Times Staff Writer
At the Great American Teach-In on Thursday, students learned about making flan, becoming a certified public accountant and surviving cancer. And all that came from just one speaker.
David Hastings, a CPA who with his wife owns Gulfport's Habana Cafe, showed students at Boca Ciega High School how to caramelize sugar for flan, and explained how he works out food costs at the restaurant.
Then he turned to his personal story about surviving oral cancer. Doctors traced his condition to the human papillomavirus, said Hastings, who urged the youths to fight the disease by getting vaccinated against HPV. The virus, long known to cause cervical cancer, is increasingly connected with other cancers as well.
"I thought that it was very moving," senior Nora Parketny said of Hastings' cancer survival story.
Across Pinellas County on Thursday, guest speakers from all walks of life did their best to open students' eyes to jobs and hobbies they might want to pursue — and much more.

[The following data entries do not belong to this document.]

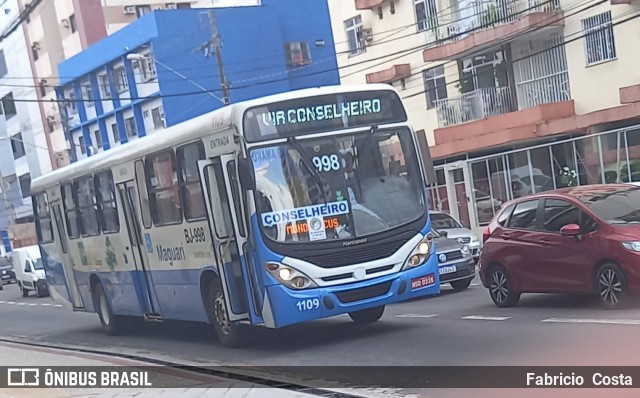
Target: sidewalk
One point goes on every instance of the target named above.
(192, 385)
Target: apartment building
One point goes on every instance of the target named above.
(514, 96)
(134, 82)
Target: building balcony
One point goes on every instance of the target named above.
(395, 73)
(489, 23)
(368, 4)
(495, 116)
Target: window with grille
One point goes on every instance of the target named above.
(297, 54)
(599, 43)
(355, 39)
(426, 14)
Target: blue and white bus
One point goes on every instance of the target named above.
(274, 211)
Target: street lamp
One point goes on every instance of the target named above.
(140, 57)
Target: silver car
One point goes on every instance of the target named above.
(456, 265)
(443, 222)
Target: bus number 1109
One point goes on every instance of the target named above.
(308, 305)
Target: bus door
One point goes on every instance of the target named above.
(227, 235)
(135, 248)
(65, 257)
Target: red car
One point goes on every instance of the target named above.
(572, 240)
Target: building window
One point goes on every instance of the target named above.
(130, 125)
(599, 42)
(426, 14)
(83, 148)
(142, 10)
(98, 139)
(87, 96)
(120, 79)
(73, 23)
(163, 188)
(115, 132)
(25, 185)
(43, 87)
(103, 82)
(435, 85)
(190, 188)
(158, 118)
(148, 69)
(353, 28)
(297, 54)
(18, 146)
(8, 106)
(3, 65)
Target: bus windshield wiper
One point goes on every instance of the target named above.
(317, 177)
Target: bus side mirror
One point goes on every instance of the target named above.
(246, 174)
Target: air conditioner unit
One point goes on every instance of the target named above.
(367, 34)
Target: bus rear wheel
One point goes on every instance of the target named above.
(112, 324)
(367, 316)
(227, 331)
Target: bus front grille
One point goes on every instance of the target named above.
(364, 293)
(356, 254)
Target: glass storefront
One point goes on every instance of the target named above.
(609, 157)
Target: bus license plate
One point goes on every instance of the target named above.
(417, 283)
(447, 270)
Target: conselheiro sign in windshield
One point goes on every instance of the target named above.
(323, 113)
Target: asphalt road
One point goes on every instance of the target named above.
(454, 329)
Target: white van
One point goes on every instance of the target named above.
(29, 270)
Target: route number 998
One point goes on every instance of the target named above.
(308, 305)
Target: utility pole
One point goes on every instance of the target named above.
(215, 39)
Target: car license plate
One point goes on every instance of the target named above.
(423, 281)
(447, 270)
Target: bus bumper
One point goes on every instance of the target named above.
(289, 307)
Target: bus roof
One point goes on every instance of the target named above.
(200, 126)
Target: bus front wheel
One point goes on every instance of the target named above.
(227, 331)
(367, 316)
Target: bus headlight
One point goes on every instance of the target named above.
(290, 277)
(420, 254)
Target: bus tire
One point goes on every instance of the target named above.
(227, 332)
(112, 324)
(367, 316)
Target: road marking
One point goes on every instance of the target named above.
(600, 321)
(486, 318)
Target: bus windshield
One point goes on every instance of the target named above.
(338, 187)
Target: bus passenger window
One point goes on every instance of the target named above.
(190, 188)
(44, 227)
(106, 195)
(164, 195)
(87, 205)
(71, 211)
(141, 180)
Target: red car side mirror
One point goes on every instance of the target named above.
(571, 230)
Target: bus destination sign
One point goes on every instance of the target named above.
(322, 113)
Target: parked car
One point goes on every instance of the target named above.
(572, 240)
(455, 263)
(444, 222)
(6, 271)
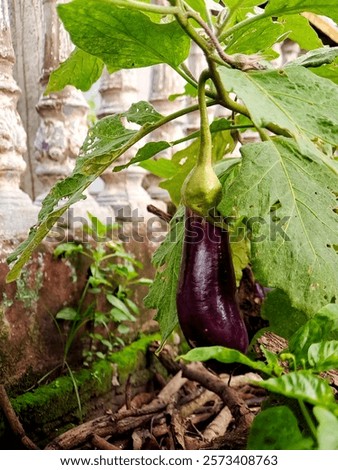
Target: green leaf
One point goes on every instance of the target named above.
(121, 37)
(67, 249)
(199, 6)
(81, 70)
(299, 30)
(324, 355)
(319, 328)
(294, 99)
(301, 385)
(105, 142)
(316, 58)
(224, 355)
(287, 200)
(123, 329)
(329, 71)
(145, 153)
(287, 7)
(117, 315)
(132, 306)
(162, 167)
(265, 32)
(142, 113)
(67, 313)
(327, 430)
(283, 318)
(162, 293)
(117, 303)
(277, 429)
(184, 161)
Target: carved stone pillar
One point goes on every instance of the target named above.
(17, 212)
(164, 82)
(27, 35)
(63, 119)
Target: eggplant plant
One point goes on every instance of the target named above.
(276, 203)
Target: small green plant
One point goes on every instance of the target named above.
(105, 306)
(301, 411)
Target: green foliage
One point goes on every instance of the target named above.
(281, 194)
(112, 272)
(162, 295)
(128, 40)
(292, 223)
(276, 427)
(80, 70)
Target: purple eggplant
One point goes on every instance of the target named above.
(207, 308)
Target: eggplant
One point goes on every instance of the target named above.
(207, 308)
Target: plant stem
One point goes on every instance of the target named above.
(228, 16)
(147, 7)
(182, 18)
(196, 134)
(204, 157)
(308, 419)
(187, 76)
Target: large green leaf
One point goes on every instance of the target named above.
(319, 328)
(162, 293)
(301, 385)
(299, 30)
(316, 58)
(294, 99)
(324, 355)
(121, 37)
(283, 318)
(226, 356)
(265, 32)
(277, 429)
(80, 70)
(288, 201)
(105, 142)
(327, 431)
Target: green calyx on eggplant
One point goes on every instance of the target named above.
(201, 190)
(208, 311)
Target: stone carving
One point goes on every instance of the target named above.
(63, 120)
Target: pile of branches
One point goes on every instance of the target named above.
(195, 409)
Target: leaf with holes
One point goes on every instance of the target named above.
(121, 37)
(288, 202)
(162, 293)
(81, 70)
(301, 385)
(293, 99)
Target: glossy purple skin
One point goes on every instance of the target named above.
(206, 304)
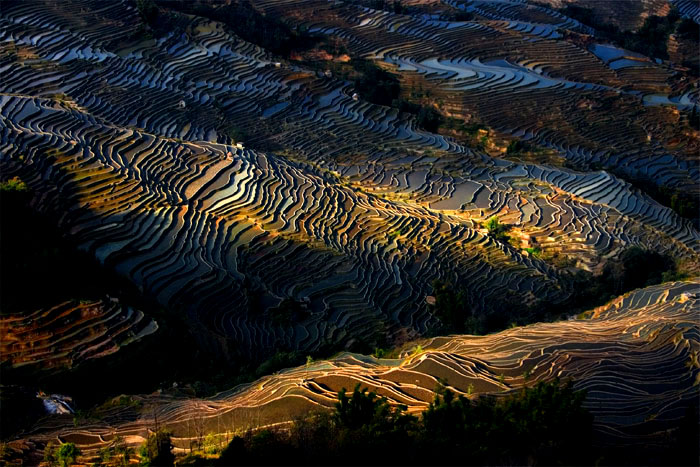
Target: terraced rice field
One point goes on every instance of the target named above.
(636, 358)
(66, 334)
(360, 201)
(350, 208)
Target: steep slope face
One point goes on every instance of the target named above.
(357, 214)
(636, 357)
(66, 334)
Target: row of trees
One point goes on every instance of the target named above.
(542, 424)
(634, 268)
(650, 39)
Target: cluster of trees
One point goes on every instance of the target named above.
(498, 230)
(15, 184)
(542, 424)
(375, 84)
(61, 455)
(682, 203)
(650, 39)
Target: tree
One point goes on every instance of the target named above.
(147, 10)
(13, 184)
(157, 449)
(497, 230)
(67, 454)
(51, 454)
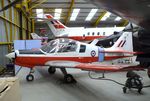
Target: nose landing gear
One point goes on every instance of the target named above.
(30, 76)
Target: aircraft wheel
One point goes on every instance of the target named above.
(51, 70)
(139, 90)
(124, 89)
(30, 77)
(69, 78)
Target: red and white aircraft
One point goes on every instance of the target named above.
(67, 53)
(44, 40)
(79, 33)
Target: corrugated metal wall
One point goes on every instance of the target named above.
(10, 29)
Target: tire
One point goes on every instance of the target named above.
(124, 89)
(30, 77)
(139, 90)
(51, 70)
(69, 78)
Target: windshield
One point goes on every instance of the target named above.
(50, 47)
(60, 45)
(67, 45)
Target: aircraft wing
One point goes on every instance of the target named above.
(93, 66)
(62, 64)
(110, 68)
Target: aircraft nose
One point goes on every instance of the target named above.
(11, 55)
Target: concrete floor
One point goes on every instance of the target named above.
(48, 87)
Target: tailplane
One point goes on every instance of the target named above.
(35, 36)
(55, 25)
(124, 43)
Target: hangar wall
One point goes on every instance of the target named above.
(14, 25)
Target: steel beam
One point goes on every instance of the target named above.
(41, 1)
(69, 12)
(124, 23)
(5, 21)
(99, 19)
(6, 43)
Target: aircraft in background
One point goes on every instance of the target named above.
(44, 40)
(137, 12)
(79, 33)
(67, 53)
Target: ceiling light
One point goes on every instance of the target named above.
(39, 13)
(91, 14)
(57, 13)
(74, 14)
(118, 18)
(105, 16)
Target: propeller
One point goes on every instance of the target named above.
(10, 5)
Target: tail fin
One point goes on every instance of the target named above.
(35, 36)
(125, 42)
(54, 25)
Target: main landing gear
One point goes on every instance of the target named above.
(51, 70)
(30, 77)
(68, 78)
(133, 81)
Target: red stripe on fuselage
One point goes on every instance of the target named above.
(81, 38)
(119, 43)
(114, 57)
(40, 61)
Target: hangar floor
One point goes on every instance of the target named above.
(51, 88)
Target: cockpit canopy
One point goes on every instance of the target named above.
(60, 45)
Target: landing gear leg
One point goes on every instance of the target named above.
(68, 78)
(30, 77)
(148, 72)
(51, 70)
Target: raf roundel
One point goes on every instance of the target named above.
(93, 53)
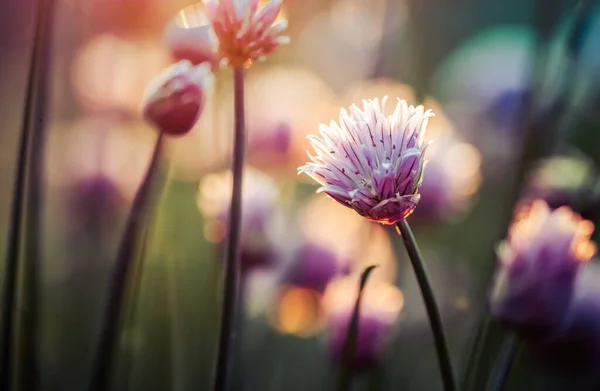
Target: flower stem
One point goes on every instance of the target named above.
(345, 380)
(109, 332)
(435, 320)
(231, 273)
(503, 365)
(23, 237)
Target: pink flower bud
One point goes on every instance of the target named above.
(175, 99)
(189, 36)
(245, 33)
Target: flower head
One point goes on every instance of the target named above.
(245, 33)
(371, 162)
(174, 100)
(538, 266)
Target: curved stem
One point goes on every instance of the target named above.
(503, 364)
(231, 273)
(435, 320)
(109, 332)
(349, 352)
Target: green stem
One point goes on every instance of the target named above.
(231, 273)
(503, 364)
(433, 312)
(348, 355)
(121, 280)
(19, 314)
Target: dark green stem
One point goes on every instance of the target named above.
(231, 272)
(433, 312)
(503, 364)
(121, 279)
(19, 315)
(348, 355)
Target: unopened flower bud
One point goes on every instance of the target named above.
(175, 99)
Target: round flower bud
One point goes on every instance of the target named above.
(175, 99)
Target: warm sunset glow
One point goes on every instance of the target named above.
(380, 299)
(111, 72)
(532, 220)
(298, 312)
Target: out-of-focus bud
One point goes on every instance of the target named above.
(94, 201)
(175, 99)
(380, 308)
(538, 265)
(245, 31)
(270, 146)
(190, 37)
(561, 181)
(314, 266)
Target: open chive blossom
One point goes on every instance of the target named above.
(538, 267)
(246, 34)
(371, 162)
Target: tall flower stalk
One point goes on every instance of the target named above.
(238, 33)
(172, 104)
(99, 379)
(18, 320)
(433, 312)
(231, 273)
(349, 351)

At Oldsmar Elementary School, every class had at least four speakers, including musicians, military personnel, fitness instructors, a clown and a herpetologist who brought in some reptiles. Largo Middle School featured police, Coast Guard personnel, a Web designer, youth pastors and guide dog trainers, plus a popular demonstration of kite-boarding and wake-boarding.
Boca Ciega had a particularly diverse showing, with speakers that included students from Stetson University College of Law, physicians, an architect, a "sleep technologist," and speakers on topics such as domestic violence, bicycling, wellness, writing and martial arts.
Outside in a courtyard, glass artists David Walker and Joshua Poll used 4,000-degree heat from a propane-and-oxygen torch to show students how they make their artwork for Zen Glass Studios in St. Petersburg.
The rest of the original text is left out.